Remember, the sample size is
the number of members in the sample, the subset of the population. In this case, we’re taking a
sample of 20 trees, so the sample size is 20. The garden consists of 200
trees, so this is the total population size. So we can express the sample
size as a percent of the population by dividing the sample size by the
population size and multiplying by 100. That’s 20 divided by 200 times
100, which is equal to 10. So we’ve expressed the sample
size as a percentage. It’s 10 percent.
In our final example, we’ll look at
how to determine which of a number of sampling methods is a simple random
sample.
An actor in a theater wants to
choose random people to go up on stage and participate in the play with him. Which choice is considered a
random sampling method? (A) He chooses those who are
taller than 190 centimeters. (B) He chooses women only. Option (C) he chooses those who
have seats with numbers that were picked from a bowl full of seat numbers. (D) He chooses a third of the
sample to be women and two-thirds to be men. Or option (E) he chooses those
who wear glasses.
Remember, in a random sampling
method, every member of the population has an equal chance of being chosen for
the sample.

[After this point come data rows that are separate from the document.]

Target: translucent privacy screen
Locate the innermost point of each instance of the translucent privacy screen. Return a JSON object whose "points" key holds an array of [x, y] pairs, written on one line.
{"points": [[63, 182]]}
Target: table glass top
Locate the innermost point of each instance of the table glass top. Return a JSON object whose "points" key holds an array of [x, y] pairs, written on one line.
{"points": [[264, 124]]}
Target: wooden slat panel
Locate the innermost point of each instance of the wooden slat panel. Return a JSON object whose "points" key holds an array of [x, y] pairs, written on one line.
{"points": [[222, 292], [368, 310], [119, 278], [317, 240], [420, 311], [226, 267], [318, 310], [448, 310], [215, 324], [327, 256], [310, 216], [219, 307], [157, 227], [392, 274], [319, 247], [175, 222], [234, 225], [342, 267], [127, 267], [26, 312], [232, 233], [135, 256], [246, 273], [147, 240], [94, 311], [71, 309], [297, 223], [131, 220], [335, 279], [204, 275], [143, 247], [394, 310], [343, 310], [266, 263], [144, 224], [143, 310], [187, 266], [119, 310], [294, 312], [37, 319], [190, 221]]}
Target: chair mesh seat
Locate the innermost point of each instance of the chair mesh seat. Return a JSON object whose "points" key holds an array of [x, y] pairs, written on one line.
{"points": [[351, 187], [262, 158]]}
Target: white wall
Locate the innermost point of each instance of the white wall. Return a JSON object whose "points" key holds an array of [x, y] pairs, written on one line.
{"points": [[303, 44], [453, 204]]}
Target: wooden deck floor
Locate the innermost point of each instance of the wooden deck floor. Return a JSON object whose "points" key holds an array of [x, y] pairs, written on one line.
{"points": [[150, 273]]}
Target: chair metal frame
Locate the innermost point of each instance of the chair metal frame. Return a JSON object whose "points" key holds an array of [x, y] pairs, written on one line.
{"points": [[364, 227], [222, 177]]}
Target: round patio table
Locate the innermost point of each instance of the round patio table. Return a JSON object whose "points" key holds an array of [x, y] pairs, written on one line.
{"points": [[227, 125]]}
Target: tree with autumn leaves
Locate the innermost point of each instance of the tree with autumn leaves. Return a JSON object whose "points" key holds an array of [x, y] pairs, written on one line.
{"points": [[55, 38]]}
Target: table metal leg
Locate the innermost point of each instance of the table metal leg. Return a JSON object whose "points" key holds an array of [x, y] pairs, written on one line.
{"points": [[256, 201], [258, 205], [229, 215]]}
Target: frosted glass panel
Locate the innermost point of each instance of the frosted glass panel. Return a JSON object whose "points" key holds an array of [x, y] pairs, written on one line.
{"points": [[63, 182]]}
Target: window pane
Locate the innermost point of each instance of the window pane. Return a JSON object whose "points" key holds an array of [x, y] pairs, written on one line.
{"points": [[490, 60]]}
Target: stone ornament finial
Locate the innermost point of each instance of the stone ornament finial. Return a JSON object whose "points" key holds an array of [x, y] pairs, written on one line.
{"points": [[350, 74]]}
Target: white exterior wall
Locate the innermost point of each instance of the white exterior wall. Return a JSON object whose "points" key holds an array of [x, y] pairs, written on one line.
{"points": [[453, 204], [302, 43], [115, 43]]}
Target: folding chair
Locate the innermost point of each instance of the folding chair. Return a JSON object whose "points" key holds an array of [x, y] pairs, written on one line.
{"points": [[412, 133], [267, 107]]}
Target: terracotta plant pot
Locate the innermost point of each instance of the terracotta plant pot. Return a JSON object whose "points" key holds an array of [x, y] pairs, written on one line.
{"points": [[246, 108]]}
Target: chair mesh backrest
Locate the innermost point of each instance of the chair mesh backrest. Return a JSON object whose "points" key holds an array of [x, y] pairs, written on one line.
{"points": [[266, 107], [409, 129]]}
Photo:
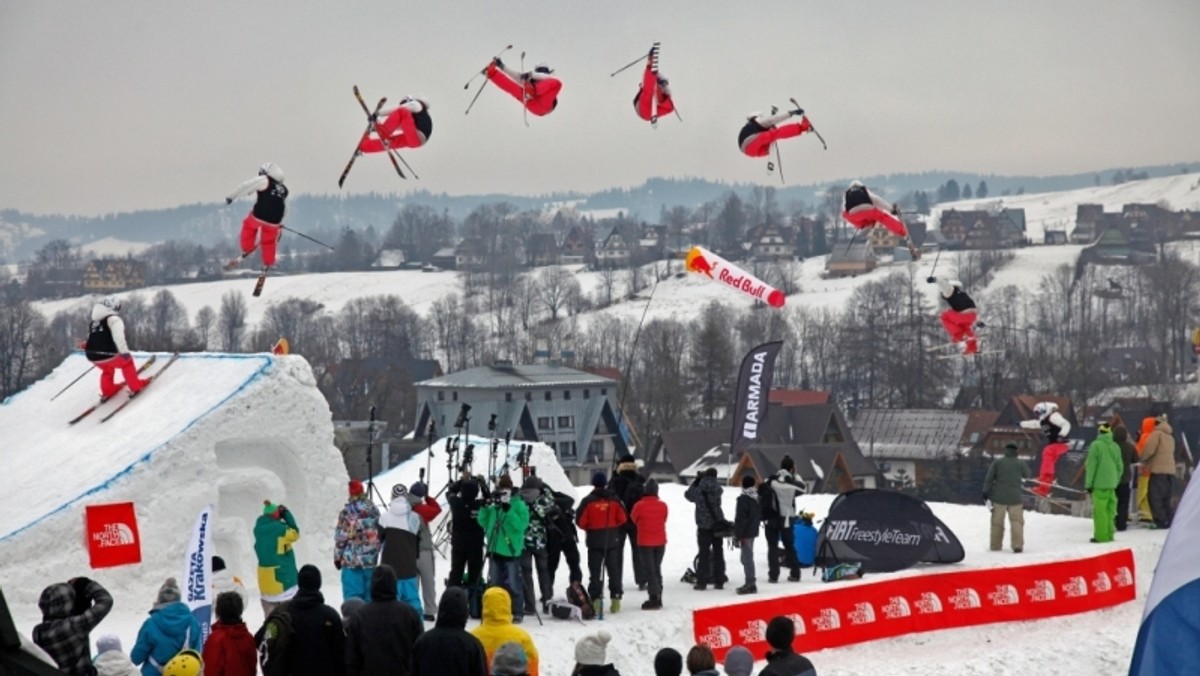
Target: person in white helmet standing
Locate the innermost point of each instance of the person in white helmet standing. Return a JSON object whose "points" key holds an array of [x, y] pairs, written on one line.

This instantly rules out option
(A). Anyone shorter than a height of
190 centimeters has a zero percent chance of being chosen. Similarly, if we look at option
(B), we can see that any male would have a zero percent chance of being in the
sample.
So what about our third
option? If we put every seat number in
a bowl and choose one, this should ensure that every seat number has an equal
chance of being chosen. So let’s double-check our final
two options.
In option (D), only a third of
the sample are women, whilst two-thirds are men. Men and women do not have an
equal chance of being chosen. Finally, if we look at option
(E), we see that anyone who doesn’t wear glasses has a zero percent chance of
being chosen.
So the correct answer is option
(C). A random sampling method is
choosing those who have seats with numbers that were picked from a bowl full of
seat numbers.
Let’s recap the key points from
this video. We learnt that the entire set of
people, elements, or objects that we are analyzing is called a population. We learnt that a sample is a
smaller, nonzero subset of the population. And the number of elements that are
in this subset is called the sample size. A simple random sample is one where
each member of the population has an equal chance of being chosen. We saw that a larger sample size is
likely to increase the accuracy of any results. But this might be at the expense of
more difficult and expensive data collection.